The Philippines warned of a “man-made drought” of vaccines in poor countries, Peru said international solidarity had failed and Ghana lamented vaccine nationalism. The United Nations chief described the inequitable distribution of COVID-19 vaccines as an “obscenity.”

“Rich countries hoard life-saving vaccines, while poor nations wait for trickles,” Philippines President Rodrigo Duterte told the high-level gathering on Tuesday.

“They now talk of booster shots, while developing countries consider half-doses just to get by. This is shocking beyond belief and must be condemned for what it is – a selfish act that can neither be justified rationally nor morally.”

About 35% of people who have received at least one dose of a coronavirus vaccine were from high-income countries, and at least 28% were from Europe and North America, according to Reuters data from countries that report such figures.

Meanwhile, vaccination rates in some countries, including Haiti and the Democratic Republic of Congo, are less than 1%, a Reuters tracker shows.

The African continent bears the worst brunt of vaccine nationalism, Ghana President Nana Akufo-Addo told the gathering on Wednesday. About 900 million Africans are still in need of vaccines in order to reach the 70% threshold achieved in other parts of the world.

Colombian President Ivan Duque said COVID-19 vaccines must be equitably distributed to avoid the creation of new, more fearsome variants of the coronavirus.

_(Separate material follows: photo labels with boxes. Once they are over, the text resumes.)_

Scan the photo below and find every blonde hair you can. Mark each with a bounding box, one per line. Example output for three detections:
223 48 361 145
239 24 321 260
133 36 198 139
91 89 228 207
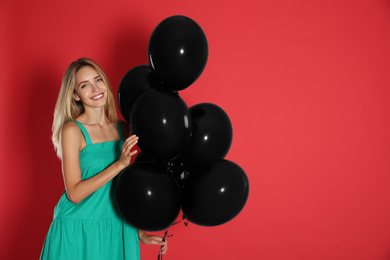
51 58 118 159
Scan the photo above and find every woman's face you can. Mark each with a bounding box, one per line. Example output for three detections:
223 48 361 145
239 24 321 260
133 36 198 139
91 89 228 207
73 66 107 107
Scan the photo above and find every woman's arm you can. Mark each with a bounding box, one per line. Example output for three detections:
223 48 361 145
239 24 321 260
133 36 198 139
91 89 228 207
60 122 138 204
137 229 168 254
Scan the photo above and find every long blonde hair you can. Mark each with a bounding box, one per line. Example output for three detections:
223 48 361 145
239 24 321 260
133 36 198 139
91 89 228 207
51 58 118 159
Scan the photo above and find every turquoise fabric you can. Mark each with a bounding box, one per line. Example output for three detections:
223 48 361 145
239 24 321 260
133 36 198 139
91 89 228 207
40 121 140 260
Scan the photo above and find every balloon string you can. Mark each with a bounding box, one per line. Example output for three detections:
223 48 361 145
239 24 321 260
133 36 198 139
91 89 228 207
157 215 188 260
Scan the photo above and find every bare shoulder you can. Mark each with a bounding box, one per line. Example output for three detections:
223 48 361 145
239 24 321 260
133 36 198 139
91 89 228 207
61 121 81 136
119 120 130 140
61 121 83 144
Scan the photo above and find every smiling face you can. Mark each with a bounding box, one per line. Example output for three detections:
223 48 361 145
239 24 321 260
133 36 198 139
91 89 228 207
73 66 107 107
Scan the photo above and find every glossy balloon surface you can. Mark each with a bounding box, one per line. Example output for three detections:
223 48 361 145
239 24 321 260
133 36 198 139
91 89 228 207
130 89 191 160
180 103 233 167
115 162 181 231
182 160 249 226
148 15 208 90
118 65 162 122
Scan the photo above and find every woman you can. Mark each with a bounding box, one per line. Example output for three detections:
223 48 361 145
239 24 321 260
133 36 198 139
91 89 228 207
40 58 167 260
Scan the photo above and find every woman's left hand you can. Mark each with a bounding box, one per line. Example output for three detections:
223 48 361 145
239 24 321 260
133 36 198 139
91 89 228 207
138 230 168 254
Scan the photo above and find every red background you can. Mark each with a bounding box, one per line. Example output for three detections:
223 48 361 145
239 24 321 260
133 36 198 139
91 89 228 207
0 0 390 260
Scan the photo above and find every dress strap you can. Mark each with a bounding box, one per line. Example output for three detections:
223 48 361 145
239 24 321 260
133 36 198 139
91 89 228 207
73 120 92 145
117 120 123 140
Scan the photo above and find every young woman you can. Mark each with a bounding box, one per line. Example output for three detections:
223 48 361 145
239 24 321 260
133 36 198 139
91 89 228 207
40 58 167 260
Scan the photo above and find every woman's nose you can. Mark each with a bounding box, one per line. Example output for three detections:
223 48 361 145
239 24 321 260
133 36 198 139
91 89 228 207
92 83 99 92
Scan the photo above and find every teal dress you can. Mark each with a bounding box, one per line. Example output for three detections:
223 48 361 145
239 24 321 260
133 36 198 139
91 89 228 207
40 121 140 260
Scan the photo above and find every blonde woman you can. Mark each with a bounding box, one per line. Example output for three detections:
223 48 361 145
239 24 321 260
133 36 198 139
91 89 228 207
40 58 167 260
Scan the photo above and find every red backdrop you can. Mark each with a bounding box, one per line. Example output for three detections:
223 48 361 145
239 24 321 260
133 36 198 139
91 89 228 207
0 0 390 260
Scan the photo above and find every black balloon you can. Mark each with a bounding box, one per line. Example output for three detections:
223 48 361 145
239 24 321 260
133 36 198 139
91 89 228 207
148 15 208 90
180 103 233 167
130 89 191 160
182 160 249 226
115 162 181 231
118 65 162 122
134 151 189 188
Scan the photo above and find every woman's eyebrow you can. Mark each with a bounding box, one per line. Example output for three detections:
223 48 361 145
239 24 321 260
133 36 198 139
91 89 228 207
78 75 100 86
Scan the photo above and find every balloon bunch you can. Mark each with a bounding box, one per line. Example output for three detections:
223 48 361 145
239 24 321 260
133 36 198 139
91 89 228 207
114 16 249 231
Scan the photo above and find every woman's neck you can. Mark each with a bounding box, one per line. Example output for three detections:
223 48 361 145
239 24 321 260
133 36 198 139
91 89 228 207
79 105 110 126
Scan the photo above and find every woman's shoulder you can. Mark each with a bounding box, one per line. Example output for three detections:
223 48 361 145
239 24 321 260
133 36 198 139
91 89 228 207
61 121 82 137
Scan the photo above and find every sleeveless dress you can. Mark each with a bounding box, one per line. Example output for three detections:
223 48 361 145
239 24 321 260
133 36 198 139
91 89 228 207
40 121 140 260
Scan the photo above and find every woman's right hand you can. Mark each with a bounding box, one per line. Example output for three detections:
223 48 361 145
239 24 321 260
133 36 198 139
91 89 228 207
118 135 139 168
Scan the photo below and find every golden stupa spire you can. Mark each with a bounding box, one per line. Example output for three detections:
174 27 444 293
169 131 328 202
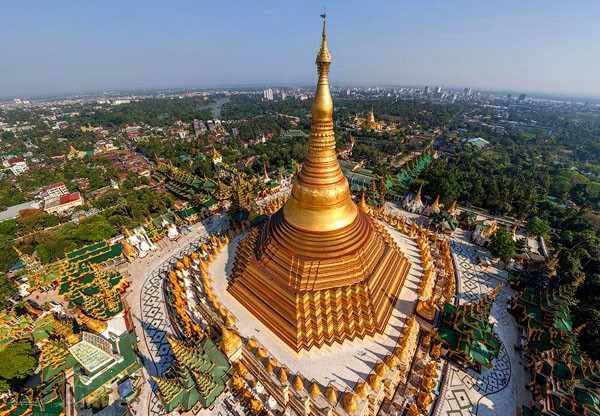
284 14 358 231
448 200 456 215
415 184 423 201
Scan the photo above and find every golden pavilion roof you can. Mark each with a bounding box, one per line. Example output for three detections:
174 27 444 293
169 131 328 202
228 13 410 351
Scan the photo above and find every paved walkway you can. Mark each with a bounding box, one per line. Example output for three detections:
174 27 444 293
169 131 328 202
440 229 529 416
124 216 226 415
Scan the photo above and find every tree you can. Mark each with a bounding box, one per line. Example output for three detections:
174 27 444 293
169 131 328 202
525 217 552 239
0 272 17 309
0 339 37 391
488 227 516 263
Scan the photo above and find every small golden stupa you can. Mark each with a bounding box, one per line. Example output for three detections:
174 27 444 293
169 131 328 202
228 13 410 351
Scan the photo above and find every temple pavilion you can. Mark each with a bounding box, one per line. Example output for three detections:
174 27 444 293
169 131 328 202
436 285 501 369
510 270 600 416
228 17 411 351
152 335 233 413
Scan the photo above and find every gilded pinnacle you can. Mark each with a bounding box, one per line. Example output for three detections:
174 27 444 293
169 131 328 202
317 14 331 64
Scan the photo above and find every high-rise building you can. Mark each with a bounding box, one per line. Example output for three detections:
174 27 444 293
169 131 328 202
228 17 411 351
263 88 273 101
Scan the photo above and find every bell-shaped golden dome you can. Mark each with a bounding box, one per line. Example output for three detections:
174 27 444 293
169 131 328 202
342 391 358 414
367 373 381 391
354 381 369 399
235 361 248 377
246 338 258 350
231 373 244 390
293 374 304 391
277 367 290 383
256 347 269 361
219 327 242 355
225 314 235 328
250 397 263 415
375 363 387 378
325 386 338 405
385 354 398 370
308 381 321 399
265 357 278 373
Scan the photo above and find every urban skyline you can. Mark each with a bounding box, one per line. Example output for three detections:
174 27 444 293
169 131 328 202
0 1 600 98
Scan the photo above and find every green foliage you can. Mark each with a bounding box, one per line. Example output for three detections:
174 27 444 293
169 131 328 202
0 178 27 211
488 227 516 263
74 215 115 243
0 339 37 391
525 217 552 239
0 241 19 273
0 272 17 309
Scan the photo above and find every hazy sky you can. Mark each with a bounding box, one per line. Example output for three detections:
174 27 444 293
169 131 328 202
0 0 600 97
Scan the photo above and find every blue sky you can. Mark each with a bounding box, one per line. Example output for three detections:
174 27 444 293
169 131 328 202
0 0 600 97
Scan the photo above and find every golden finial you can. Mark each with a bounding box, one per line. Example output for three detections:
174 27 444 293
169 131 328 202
283 11 358 232
317 12 331 64
358 191 369 213
415 184 423 201
354 381 369 399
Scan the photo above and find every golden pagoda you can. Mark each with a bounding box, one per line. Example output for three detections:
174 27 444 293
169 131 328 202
228 14 410 351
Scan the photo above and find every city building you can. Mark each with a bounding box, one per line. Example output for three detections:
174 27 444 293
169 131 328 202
44 192 83 215
263 88 273 101
6 157 29 176
40 182 69 199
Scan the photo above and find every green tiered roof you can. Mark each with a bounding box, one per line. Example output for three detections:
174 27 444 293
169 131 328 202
58 264 128 321
511 272 600 416
154 336 233 413
436 285 502 368
74 333 142 403
429 211 458 232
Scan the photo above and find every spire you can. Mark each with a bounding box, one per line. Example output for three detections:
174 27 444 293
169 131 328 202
415 184 423 201
358 191 369 213
448 200 456 215
284 14 358 232
317 13 331 65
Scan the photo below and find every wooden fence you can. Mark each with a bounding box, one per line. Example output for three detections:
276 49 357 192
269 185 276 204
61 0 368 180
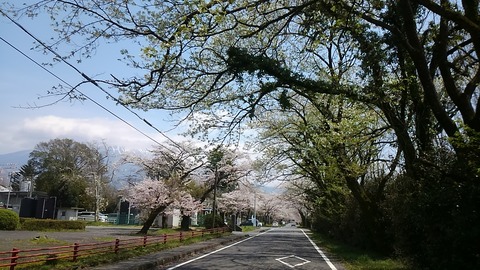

“If delays in the equal distribution of vaccines continue in all countries we, humanity, are exposed to new variants attacking us with greater ferocity. Global immunity requires solidarity, so hoarding cannot exist in the face of others’ needs,” Duque said on Tuesday.
Some countries have acquired enough doses for six or seven times their population and have announced third booster doses, Duque added, while others have not been able to administer any shots.